Decision should rest with the citizens

What does it mean when the police have to be called in to evict citizens from a city council meeting?

Were chambers filled with unruly thugs holding cans of spray paint or rocks?

Hooligans perhaps, or were they occupied by 120 average citizens, of all ages, who were either opposed to, or in favour of, annexing a large section of Skaha Lake Park to build a tourist attraction. Is this an example of elected officials listening to the people who put their trust in  them? People who thought that they would be the best choice as our guardians of the public good.

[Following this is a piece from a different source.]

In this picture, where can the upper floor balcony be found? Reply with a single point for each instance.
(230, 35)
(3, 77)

In light of Tuesday’s deliberations, where mayor and council unanimously decided to proceed with their previous decision to annex a large portion of Skaha Lake Park to make way for a commercial waterslide development, the lyrics, ‘Is anybody out there?’ or ‘Can anybody hear me?’ would have been much more appropriate at the beginning of last Monday’s city council meeting. ‘This land is my land?’ now seems to be a pipe dream, and the term ‘lease’ in this case is just semantics.

Gone is gone, and many of those opposed will be dead before the lease expires.

Are we going to have to endure two years of public unrest?

Will there be people picketing the waterslide during its construction, or perhaps on the day it opens?

Will the police have to be called in to evict protesters?

Will they be forced to use pepper spray? Perhaps a water cannon for crowd control should be included in the plans, just in case.

I do not understand why such an important and divisive issue is not worth the $30,000 it would cost to hold a referendum. Council has spent more than that on a street party.

Let the people who own the park decide its fate and put this issue to rest. If the so called ‘silent majority’ is in favour of this project, then a referendum should prove that.

What is council afraid of? Why are they so determined to ram this through without the input and approval of the people of Penticton?